Tool calling enables an LLM agent to invoke external functions — calculators, databases, simulation codes, APIs — extending its capabilities beyond text generation. The model generates a structured request (function name and parameters), the system executes the call, and the result is returned to the model for interpretation.

Probabilistic Prediction

The critical fact: the model predicts tool calls. It does not deterministically select the correct function and parameters. Tool selection and parameter generation are next-token predictions, subject to the same hallucination and error modes as any other LLM output.

Failure Modes

Tool calling can fail in multiple ways:

  • Wrong tool selected: Model calls an irrelevant function
  • Wrong parameters: Correct function, incorrect arguments (wrong units, wrong parameter names, transposed values)
  • Result misinterpretation: Correct call returns correct result, model misreads it
  • Unnecessary call: Model invokes a tool when it already has the answer
  • Missing call: Model should invoke a tool but generates an answer from parametric knowledge instead
  • Cascading failure: One bad call produces bad data, which triggers more bad calls

Empirical Performance

Historical benchmarks show significant error rates:

  • Approximately 30% hallucinated tool calls (Patil et al., 2023)
  • 40-50% failure on hard multi-step tasks (Zhuang et al., 2023)
  • BFCL V4: approximately 70% holistic accuracy, with 30-40% failure on multi-turn scenarios

The compounding problem is particularly dangerous: in multi-step workflows, each tool call's result becomes input for subsequent reasoning. One incorrect call early in a chain corrupts all downstream reasoning and tool selections.

MCP Standard

The Model Context Protocol (mcp) provides model-agnostic connectivity between LLMs and tools.
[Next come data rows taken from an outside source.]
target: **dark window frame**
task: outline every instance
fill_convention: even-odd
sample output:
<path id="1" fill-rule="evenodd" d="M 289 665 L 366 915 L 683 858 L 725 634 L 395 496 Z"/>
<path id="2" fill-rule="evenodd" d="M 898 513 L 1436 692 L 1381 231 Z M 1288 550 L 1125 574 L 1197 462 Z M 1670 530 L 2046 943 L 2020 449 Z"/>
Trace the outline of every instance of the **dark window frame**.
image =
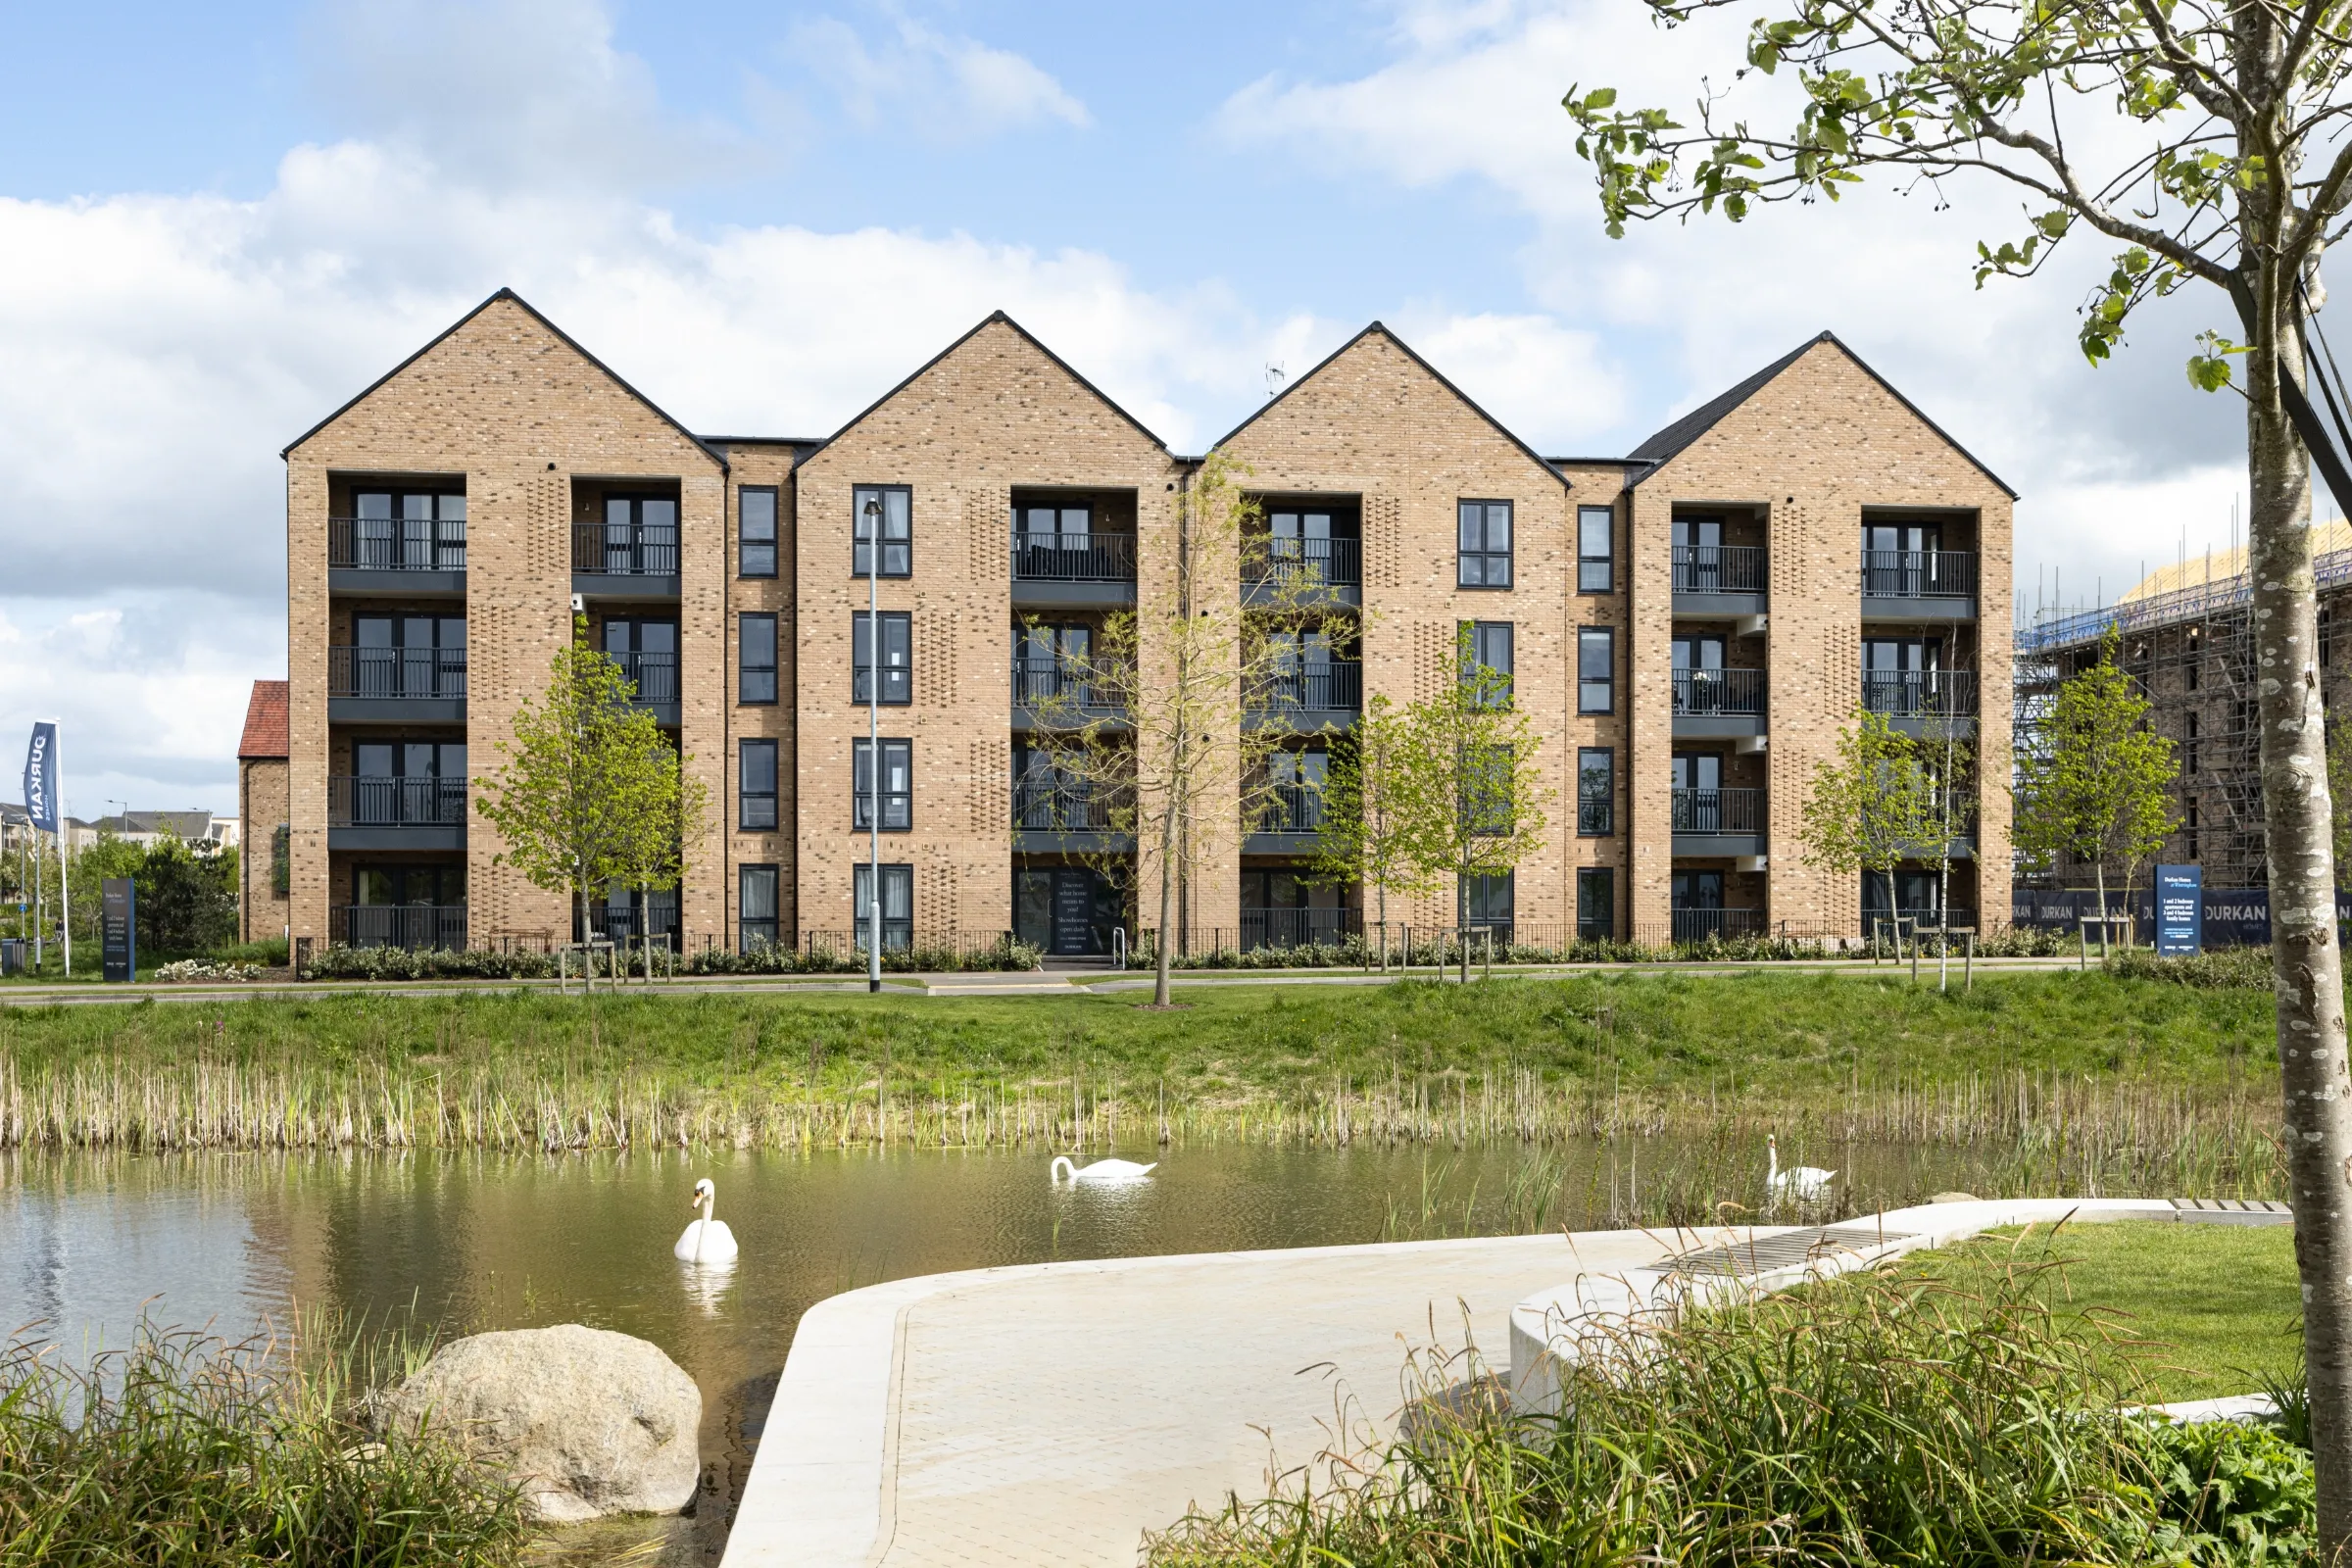
<path id="1" fill-rule="evenodd" d="M 1590 915 L 1586 911 L 1585 890 L 1597 884 L 1608 891 L 1598 903 L 1605 904 L 1607 912 Z M 1613 942 L 1617 938 L 1617 868 L 1613 865 L 1580 865 L 1576 868 L 1576 940 L 1579 942 Z"/>
<path id="2" fill-rule="evenodd" d="M 850 743 L 850 826 L 859 833 L 871 832 L 873 800 L 872 787 L 864 782 L 868 776 L 860 760 L 869 757 L 873 743 L 860 735 Z M 885 735 L 882 737 L 882 782 L 890 782 L 890 767 L 894 758 L 904 758 L 906 764 L 906 787 L 903 790 L 885 788 L 882 793 L 882 831 L 911 833 L 914 831 L 914 737 Z M 870 764 L 869 764 L 870 765 Z M 899 820 L 892 821 L 894 808 Z"/>
<path id="3" fill-rule="evenodd" d="M 850 920 L 853 945 L 864 940 L 873 929 L 870 923 L 871 916 L 866 912 L 866 901 L 858 897 L 858 883 L 860 881 L 870 883 L 873 874 L 873 862 L 859 860 L 850 875 Z M 894 917 L 890 912 L 890 894 L 893 887 L 903 888 L 906 894 L 906 913 L 903 917 Z M 881 892 L 882 951 L 884 953 L 905 952 L 914 946 L 914 863 L 911 860 L 884 860 L 882 862 Z M 870 898 L 871 895 L 869 894 L 868 897 Z"/>
<path id="4" fill-rule="evenodd" d="M 1605 519 L 1607 544 L 1597 556 L 1585 548 L 1585 522 L 1592 516 Z M 1597 575 L 1599 586 L 1592 578 Z M 1613 594 L 1617 591 L 1617 509 L 1611 507 L 1579 507 L 1576 509 L 1576 591 L 1580 594 Z"/>
<path id="5" fill-rule="evenodd" d="M 1465 548 L 1462 543 L 1462 532 L 1469 521 L 1468 512 L 1472 507 L 1481 509 L 1478 520 L 1479 543 L 1478 548 L 1474 550 Z M 1500 550 L 1494 548 L 1494 509 L 1496 507 L 1502 509 L 1503 547 Z M 1492 498 L 1463 496 L 1454 502 L 1453 585 L 1456 588 L 1477 593 L 1508 593 L 1512 588 L 1518 586 L 1518 549 L 1519 515 L 1515 503 L 1499 496 Z M 1478 580 L 1475 582 L 1470 580 L 1469 575 L 1470 564 L 1473 561 L 1478 563 Z M 1497 561 L 1502 564 L 1502 580 L 1500 582 L 1496 582 L 1494 577 L 1494 566 Z"/>
<path id="6" fill-rule="evenodd" d="M 767 537 L 764 539 L 755 537 L 752 533 L 752 514 L 749 503 L 751 498 L 754 496 L 764 496 L 767 498 Z M 776 549 L 781 542 L 777 536 L 784 531 L 783 516 L 784 491 L 781 485 L 747 484 L 740 485 L 736 488 L 736 576 L 773 577 L 776 574 Z M 760 550 L 767 552 L 767 569 L 764 571 L 759 569 L 753 564 L 753 561 L 755 559 L 754 552 Z"/>
<path id="7" fill-rule="evenodd" d="M 767 624 L 767 662 L 752 662 L 752 623 Z M 777 696 L 778 676 L 783 664 L 783 635 L 780 617 L 772 610 L 747 610 L 735 617 L 735 702 L 742 708 L 773 708 Z M 753 677 L 767 677 L 767 695 L 755 696 Z"/>
<path id="8" fill-rule="evenodd" d="M 1608 775 L 1608 789 L 1597 795 L 1586 790 L 1587 758 L 1600 759 Z M 1597 816 L 1588 815 L 1587 808 L 1597 800 Z M 1592 824 L 1598 821 L 1599 826 Z M 1617 836 L 1617 748 L 1614 746 L 1580 746 L 1576 749 L 1576 836 L 1580 839 L 1612 839 Z"/>
<path id="9" fill-rule="evenodd" d="M 867 552 L 872 549 L 872 542 L 860 531 L 865 527 L 866 498 L 893 495 L 906 498 L 906 537 L 893 539 L 890 536 L 888 531 L 890 504 L 885 501 L 882 507 L 884 531 L 880 541 L 882 545 L 881 569 L 876 572 L 868 572 L 866 564 L 872 558 Z M 901 557 L 899 552 L 904 552 L 904 556 Z M 893 569 L 892 566 L 894 560 L 901 563 L 896 569 Z M 914 486 L 910 484 L 859 484 L 850 487 L 850 575 L 853 577 L 869 575 L 911 577 L 914 575 Z"/>
<path id="10" fill-rule="evenodd" d="M 907 610 L 885 610 L 881 613 L 882 657 L 886 661 L 890 657 L 893 627 L 905 628 L 906 653 L 906 661 L 904 664 L 894 665 L 885 662 L 882 666 L 881 706 L 884 708 L 908 708 L 914 703 L 914 612 Z M 850 701 L 860 708 L 870 706 L 865 693 L 865 683 L 870 678 L 868 672 L 873 668 L 872 633 L 867 629 L 865 620 L 866 612 L 862 610 L 854 611 L 850 614 Z M 864 657 L 862 658 L 859 657 L 861 644 L 864 647 Z M 891 695 L 894 690 L 898 693 L 895 697 Z"/>
<path id="11" fill-rule="evenodd" d="M 765 916 L 755 916 L 752 907 L 752 884 L 765 873 L 767 906 Z M 772 860 L 757 860 L 736 867 L 735 875 L 735 951 L 751 953 L 755 938 L 761 947 L 777 947 L 783 940 L 784 874 L 783 868 Z M 762 929 L 764 928 L 764 929 Z"/>
<path id="12" fill-rule="evenodd" d="M 1497 664 L 1488 657 L 1499 633 L 1502 642 L 1502 662 Z M 1518 623 L 1509 620 L 1462 620 L 1454 622 L 1454 636 L 1467 639 L 1468 658 L 1461 669 L 1462 684 L 1471 684 L 1471 668 L 1491 669 L 1502 677 L 1501 701 L 1498 708 L 1508 708 L 1519 691 L 1519 631 Z"/>
<path id="13" fill-rule="evenodd" d="M 1490 887 L 1494 883 L 1501 883 L 1503 902 L 1509 906 L 1510 912 L 1500 919 L 1496 919 L 1493 915 L 1473 915 L 1470 912 L 1471 885 L 1479 882 L 1487 883 Z M 1476 931 L 1500 927 L 1504 931 L 1509 931 L 1519 923 L 1519 872 L 1515 867 L 1508 871 L 1481 871 L 1462 877 L 1455 884 L 1453 892 L 1453 906 L 1460 916 L 1458 924 L 1464 930 Z"/>
<path id="14" fill-rule="evenodd" d="M 1597 684 L 1607 690 L 1606 706 L 1593 708 L 1586 700 L 1587 688 L 1595 684 L 1585 673 L 1585 643 L 1596 638 L 1608 650 L 1608 673 Z M 1576 711 L 1580 717 L 1607 717 L 1617 711 L 1617 628 L 1614 626 L 1579 626 L 1576 628 Z"/>
<path id="15" fill-rule="evenodd" d="M 773 833 L 782 822 L 784 760 L 781 743 L 764 736 L 745 736 L 735 750 L 735 830 L 739 833 Z M 751 764 L 754 757 L 767 758 L 767 788 L 750 788 Z M 754 803 L 767 804 L 766 818 L 760 821 L 753 811 Z"/>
This standardisation enables model-heterogeneity — different models can use the same tool infrastructure — and simplifies the integration layer.

Nuclear Implications

For nuclear applications, tool calls to plant historians, simulation codes like relap5, regulatory databases, and procedure systems are safety-relevant. An incorrect query to the historian (wrong tag, wrong time range) produces incorrect data that the model then reasons from confidently. An incorrectly parameterised simulation call produces physically meaningless results presented as engineering analysis.

Mitigations include: parameter validation layers before execution, result sanity checking after execution, logging all calls and results for audit, and human-authority gates before acting on tool-derived conclusions.